The scent of flowers radiating from these thoughts boosts your 'hope', buys you time, makes you relish, have passion, feel good, truly feel good. If I could bottle that feeling then I would be a billionaire.
'What if this is as good as it gets?!" well, Jack, what if it is? What then? Do we go on, happy with this knowledge, perhaps consume heavy amounts of alcohol to dull the senses, anaesthetise the memory banks, inject tiny portions of well being and laughter, interspersed with twanges of divinity, yes lets be honest. Even the tiniest of insects, the woodlice for example. His tiny world, insignificant to us, yet to him, the most important thing in this world....bar none! Is it any different with us, I mean is it? Who gives us the fucking right to stomp around this world trying to manipulate and control every habitat, and every food chain. We are the ones giving with one hand and taking with the other. Would there be a need for conservation had we not caused a fuck up in Mother natures grand scheme in the first place?

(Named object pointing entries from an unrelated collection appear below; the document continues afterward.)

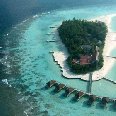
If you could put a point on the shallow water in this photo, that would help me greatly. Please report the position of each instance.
(31, 66)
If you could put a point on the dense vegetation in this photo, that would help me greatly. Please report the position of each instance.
(81, 38)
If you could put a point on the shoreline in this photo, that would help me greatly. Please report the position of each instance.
(60, 57)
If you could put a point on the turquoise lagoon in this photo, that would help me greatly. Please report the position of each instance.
(36, 66)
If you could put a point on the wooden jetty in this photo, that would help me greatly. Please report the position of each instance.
(50, 83)
(52, 27)
(50, 40)
(92, 98)
(68, 91)
(114, 82)
(79, 94)
(59, 87)
(104, 101)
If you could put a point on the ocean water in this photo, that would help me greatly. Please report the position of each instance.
(30, 65)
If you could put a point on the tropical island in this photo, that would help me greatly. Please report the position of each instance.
(84, 41)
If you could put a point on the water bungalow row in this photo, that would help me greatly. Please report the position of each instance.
(78, 93)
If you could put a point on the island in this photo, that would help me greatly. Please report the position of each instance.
(84, 41)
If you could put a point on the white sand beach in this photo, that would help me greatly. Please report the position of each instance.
(110, 44)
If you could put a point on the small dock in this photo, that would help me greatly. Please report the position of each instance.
(50, 40)
(68, 91)
(50, 84)
(114, 82)
(104, 101)
(92, 98)
(90, 83)
(59, 87)
(78, 94)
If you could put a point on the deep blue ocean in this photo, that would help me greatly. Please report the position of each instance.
(26, 64)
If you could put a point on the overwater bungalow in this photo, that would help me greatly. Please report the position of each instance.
(92, 98)
(79, 94)
(68, 91)
(50, 83)
(104, 101)
(59, 87)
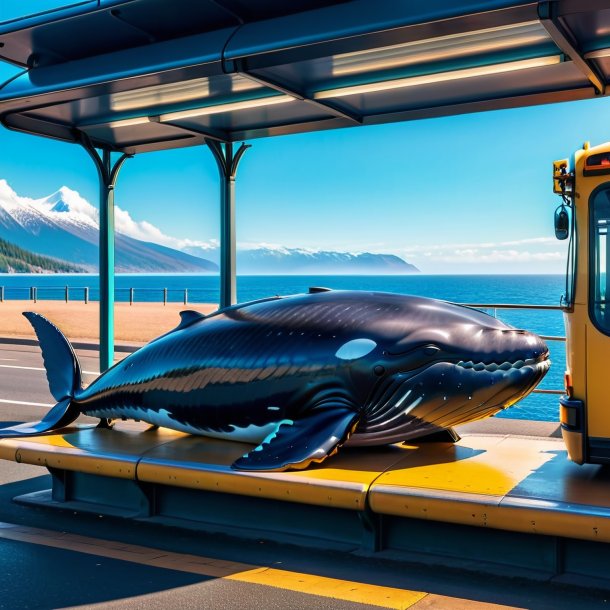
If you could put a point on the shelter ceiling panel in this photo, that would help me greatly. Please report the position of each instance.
(362, 24)
(125, 135)
(601, 59)
(164, 63)
(410, 96)
(588, 22)
(290, 111)
(463, 50)
(131, 106)
(89, 29)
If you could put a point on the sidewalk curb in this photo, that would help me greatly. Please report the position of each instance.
(77, 344)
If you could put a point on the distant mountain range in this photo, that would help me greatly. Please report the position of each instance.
(52, 227)
(286, 261)
(14, 259)
(65, 226)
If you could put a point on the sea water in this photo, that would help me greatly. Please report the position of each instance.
(474, 289)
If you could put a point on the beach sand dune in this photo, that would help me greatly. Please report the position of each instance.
(138, 323)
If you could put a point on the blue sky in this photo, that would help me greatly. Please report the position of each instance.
(465, 194)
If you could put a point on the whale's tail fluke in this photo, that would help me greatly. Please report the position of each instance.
(63, 375)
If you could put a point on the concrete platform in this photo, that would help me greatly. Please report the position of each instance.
(492, 502)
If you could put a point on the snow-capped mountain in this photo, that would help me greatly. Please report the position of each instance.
(66, 226)
(285, 261)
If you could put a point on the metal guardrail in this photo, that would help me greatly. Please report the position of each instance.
(85, 294)
(495, 306)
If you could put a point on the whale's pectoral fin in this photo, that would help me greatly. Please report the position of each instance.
(296, 444)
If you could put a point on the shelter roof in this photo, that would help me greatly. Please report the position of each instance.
(139, 75)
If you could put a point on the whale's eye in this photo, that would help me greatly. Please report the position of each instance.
(415, 357)
(356, 348)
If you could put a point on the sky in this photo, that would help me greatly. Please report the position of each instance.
(463, 194)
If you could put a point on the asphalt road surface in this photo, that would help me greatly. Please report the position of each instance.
(63, 559)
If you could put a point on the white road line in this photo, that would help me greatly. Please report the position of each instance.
(27, 404)
(38, 368)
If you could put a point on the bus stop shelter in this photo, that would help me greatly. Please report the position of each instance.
(124, 77)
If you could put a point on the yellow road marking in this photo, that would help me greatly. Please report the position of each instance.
(385, 597)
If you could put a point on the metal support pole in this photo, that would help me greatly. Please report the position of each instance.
(108, 174)
(227, 163)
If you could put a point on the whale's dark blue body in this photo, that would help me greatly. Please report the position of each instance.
(302, 375)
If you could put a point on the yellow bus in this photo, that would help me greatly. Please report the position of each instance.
(583, 217)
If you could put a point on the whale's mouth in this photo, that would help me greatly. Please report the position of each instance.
(541, 363)
(446, 394)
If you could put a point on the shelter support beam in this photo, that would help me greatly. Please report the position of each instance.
(108, 174)
(563, 38)
(227, 163)
(282, 88)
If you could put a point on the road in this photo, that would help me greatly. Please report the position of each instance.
(62, 559)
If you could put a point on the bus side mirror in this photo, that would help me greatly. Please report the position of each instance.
(562, 223)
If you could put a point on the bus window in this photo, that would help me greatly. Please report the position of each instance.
(599, 279)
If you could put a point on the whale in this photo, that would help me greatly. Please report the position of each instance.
(301, 376)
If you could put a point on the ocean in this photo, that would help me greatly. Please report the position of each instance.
(492, 289)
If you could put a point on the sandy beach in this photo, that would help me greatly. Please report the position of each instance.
(138, 323)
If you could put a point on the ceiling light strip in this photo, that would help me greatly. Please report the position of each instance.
(439, 77)
(229, 107)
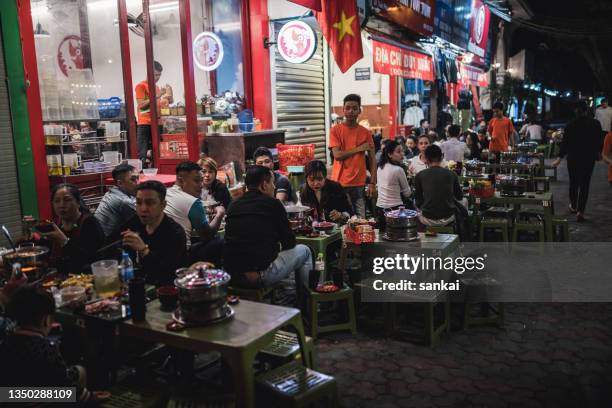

I believe in ying and yang, good versus evil, positives versus negatives, and balance and equilibrium. A homeostatic world of perfect balance. No peace without war, and no calm without a storm. Gaia Principles.
The thoughts they balance the mind. They should, but at present they don't balance. They balance much more than they did....
Meet EyeCeyE the scapegoat for them, punchbag for others, fucking arsehole to some, good friend to a few, and daddy to the most important!!
Is that balance, ????? Maybe...Definitely Maybe!